Over the past year and half, the Czech National Library has been carrying out a unique research project documenting books confiscated or dispossessed and brought to Czechoslovakia during World War II or shortly afterwards. Many of the books got lost, while others lay scattered in the archives all over the country for decades. Now, the National Library has uncovered at least part of the collection to map the books’ history and trace their original owners.
Tomáš Foltýn: “To mention just one, main objective is very difficult, because there were many goals we wanted to achieve during the project. We started with mapping and cataloguing collections of the National Library stored in the Neratovice depot.
“The collection was located in the depot for more than 80 years and there was very little information as to what exactly is stored in there. The first impetus was to map the collection, choose some of the typical books that were stored there and make them available to our users.
However, during the project preparation we discovered that there were many interesting stories behind the cataloguing and mapping, so we opened a discussion about their presentation, about legal aspects and so on. So in the end the project grew in size.”
Why did you team up with the Norwegian institution Stiftelsen Arkivet?
“TF: There are two reasons: The first is that we were searching for some special institution that has experience with presenting the WWII period and the period just after the war.
“And second, we met with the representatives of the institution just before the project was launched and we persuaded them that the scope of the project was interested for Norway as well.
You focused on books brought to the Czech territory during WWII. How did these books actually get to the National Library?
Marcela Strouhalová: “There are books that came to the Czech Republic in three different ways in our reserve funds. The first group are books coming from the Reich, confiscated by the Nazis to their supposed enemies not only in Germany but in the whole of the occupied Europe.
“The second group of books, confiscated under the presidential decrees, was a property of Czechoslovak enemies: Germans, Hungarians, traitors and collaborators. And the last group were books that came to the library not immediately after the war but later in the post-war period. They are outdated books excluded from ministerial or university libraries.”
What happened with these books after the war?
MS: “The books from the Third Reich were stored in four castles on the border area, in what used to be the Sudetenland. The books were confiscated by Czechoslovak authorities between May and June 1945. They were sorted by the National Library according to their provenance signs, stamps and ex libris. The books from elite countries were repatriated and the German books and those without provenance signs were sent to the National Library, where they are till today.

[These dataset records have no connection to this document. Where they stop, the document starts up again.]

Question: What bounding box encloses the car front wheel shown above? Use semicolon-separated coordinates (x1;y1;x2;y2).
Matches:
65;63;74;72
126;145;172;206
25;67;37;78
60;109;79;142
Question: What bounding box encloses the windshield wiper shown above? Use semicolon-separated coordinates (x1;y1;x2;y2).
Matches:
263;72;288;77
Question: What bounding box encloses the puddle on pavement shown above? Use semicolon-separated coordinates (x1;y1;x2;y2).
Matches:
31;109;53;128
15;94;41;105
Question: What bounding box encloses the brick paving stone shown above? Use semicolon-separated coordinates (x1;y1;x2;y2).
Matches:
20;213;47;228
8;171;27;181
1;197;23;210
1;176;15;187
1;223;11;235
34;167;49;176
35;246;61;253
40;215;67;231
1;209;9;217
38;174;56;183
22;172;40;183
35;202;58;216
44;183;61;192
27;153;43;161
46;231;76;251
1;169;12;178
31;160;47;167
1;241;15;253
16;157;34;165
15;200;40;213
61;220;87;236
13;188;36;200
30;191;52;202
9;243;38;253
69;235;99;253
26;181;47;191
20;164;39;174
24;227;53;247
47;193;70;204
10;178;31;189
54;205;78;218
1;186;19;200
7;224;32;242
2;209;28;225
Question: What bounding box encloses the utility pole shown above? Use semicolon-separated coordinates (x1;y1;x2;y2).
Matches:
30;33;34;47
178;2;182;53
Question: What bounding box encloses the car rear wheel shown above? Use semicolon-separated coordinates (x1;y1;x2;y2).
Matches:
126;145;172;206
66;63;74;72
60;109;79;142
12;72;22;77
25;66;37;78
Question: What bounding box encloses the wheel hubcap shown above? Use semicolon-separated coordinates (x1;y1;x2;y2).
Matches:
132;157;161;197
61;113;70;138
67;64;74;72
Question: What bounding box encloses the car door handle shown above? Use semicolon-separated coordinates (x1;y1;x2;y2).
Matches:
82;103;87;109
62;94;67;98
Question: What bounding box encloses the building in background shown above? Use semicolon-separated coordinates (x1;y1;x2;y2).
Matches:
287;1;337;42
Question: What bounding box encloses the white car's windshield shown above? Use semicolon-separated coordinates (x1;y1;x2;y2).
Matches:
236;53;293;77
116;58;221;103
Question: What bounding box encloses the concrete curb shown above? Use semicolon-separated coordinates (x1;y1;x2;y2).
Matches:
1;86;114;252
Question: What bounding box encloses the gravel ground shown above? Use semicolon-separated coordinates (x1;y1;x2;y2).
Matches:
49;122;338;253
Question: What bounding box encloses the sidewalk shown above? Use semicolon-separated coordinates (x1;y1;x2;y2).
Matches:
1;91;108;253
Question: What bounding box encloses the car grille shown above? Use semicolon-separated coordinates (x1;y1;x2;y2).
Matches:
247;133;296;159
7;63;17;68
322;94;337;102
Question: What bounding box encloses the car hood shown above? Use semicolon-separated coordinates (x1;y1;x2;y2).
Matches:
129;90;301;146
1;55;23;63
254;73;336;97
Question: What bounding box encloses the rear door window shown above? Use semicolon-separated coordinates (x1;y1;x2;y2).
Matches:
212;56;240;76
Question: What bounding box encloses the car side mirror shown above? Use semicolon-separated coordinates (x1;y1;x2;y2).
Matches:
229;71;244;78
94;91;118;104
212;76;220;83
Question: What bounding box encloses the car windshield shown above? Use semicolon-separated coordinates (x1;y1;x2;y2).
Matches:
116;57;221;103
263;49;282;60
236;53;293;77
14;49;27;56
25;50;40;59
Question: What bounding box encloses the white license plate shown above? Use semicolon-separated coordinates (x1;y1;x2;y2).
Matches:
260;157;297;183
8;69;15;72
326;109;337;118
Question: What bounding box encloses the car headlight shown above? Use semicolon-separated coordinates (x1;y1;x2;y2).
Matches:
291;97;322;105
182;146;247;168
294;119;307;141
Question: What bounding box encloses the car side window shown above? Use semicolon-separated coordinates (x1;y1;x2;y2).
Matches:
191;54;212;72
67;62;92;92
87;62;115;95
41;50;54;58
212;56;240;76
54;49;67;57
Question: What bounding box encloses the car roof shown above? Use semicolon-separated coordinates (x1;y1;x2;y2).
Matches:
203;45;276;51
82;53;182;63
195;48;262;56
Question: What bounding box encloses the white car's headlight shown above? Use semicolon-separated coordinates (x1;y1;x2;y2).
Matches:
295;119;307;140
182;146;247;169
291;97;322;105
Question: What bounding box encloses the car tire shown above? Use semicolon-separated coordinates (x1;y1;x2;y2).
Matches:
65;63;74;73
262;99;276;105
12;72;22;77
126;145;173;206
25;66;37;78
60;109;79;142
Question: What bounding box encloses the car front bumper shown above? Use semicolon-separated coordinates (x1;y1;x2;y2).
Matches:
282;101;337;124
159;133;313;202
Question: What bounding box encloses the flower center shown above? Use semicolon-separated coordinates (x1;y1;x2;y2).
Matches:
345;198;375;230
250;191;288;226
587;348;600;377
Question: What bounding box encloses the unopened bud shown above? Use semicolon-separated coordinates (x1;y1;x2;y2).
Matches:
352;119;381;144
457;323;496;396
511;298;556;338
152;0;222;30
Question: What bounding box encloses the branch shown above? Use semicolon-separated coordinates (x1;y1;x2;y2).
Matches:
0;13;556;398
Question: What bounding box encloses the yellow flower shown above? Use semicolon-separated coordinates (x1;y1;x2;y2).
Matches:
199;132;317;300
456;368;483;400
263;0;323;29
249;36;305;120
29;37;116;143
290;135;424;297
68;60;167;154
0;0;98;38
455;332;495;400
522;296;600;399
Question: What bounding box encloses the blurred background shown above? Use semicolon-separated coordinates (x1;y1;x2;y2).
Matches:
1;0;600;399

“The books confiscated under the presidential decrees were stored in various storage facilities. It was around 15 million confiscated books, and we don't know exactly how many of them ended up in the National Library, because many of them were distributed to other libraries, for instance the scientific or university ones.”
How did you approach the research? I am not sure how many books we are actually talking about.
TF: “We are talking about an unbelievable amount of books, about more than 300,000 located in the depository. And we are now talking only about the so-called non-Bohemical books. So we are trying to map this non-Bohemical collection and sort it according to the provenance signs. We would like to find some books with the provenance signs and afterwards to think about their previous holders.”
Have you attempted to retrace some of the previous owners?
“We discovered almost 2,000 various owners, from freemasons, various fellowships and Nazi authorities from the Protectorate of Moravia and Bohemia, to ministries, schools and individual owners. So we want to make a deeper research into that in the future.”
Can you tell me at least about some of the most interesting cases?
MS: “We retraced for instance the so-called Devil from Malá strana in Prague, Jiří Arvet Smíchovský, who was an interesting figure of the first half of the 20th century. He was a Gestapo collaborator but he also collaborated with the secret police after the communist takeover in 1948. He was murdered in the Mírov jail by the prison guard.
“But perhaps the most interesting books come from Gregor Schwarz Bostunitsch, a very well-situated Nazi who studied the alleged Judeo-masonic conspiracy. We know that he travelled from the protectorate to Poland in 1948. Why his books ended up in the National Library, we don't really know.”
What will happen with the books that have already been processed?
TF: “Our first impetus was to catalogue the records, so all the records will be available in the catalogue of the national Library of the Czech Republic. So any user can browse this collection via the library catalogue. And afterwards, because we are a part of the librarianship, we would like to present out contents in the study rooms as well. Some of the books will also be digitised so they will also be available in the digital library of the Czech National Library.”
But I believe that is not the only outcome. There is also an online exhibition available on your website.
TF: “Yes of course. There are also other outputs of the project. We organised two seminars for the general public. The first one was held in Kristiansand in Norway and a week ago there was a seminar in Prague, focused on censorship the legal aspects and so on.
“Together with Stiftelsen Arkivet we created a virtual exhibition which is available at our website and we also created one physical exhibition at the Klementinum building. It is really interesting to walk along the corridor where the exhibition is located because many people are standing and looking at the exhibits. It is a great occasion to talk with the general public about our collection and our work. I think it is a great possibility to meet the people.”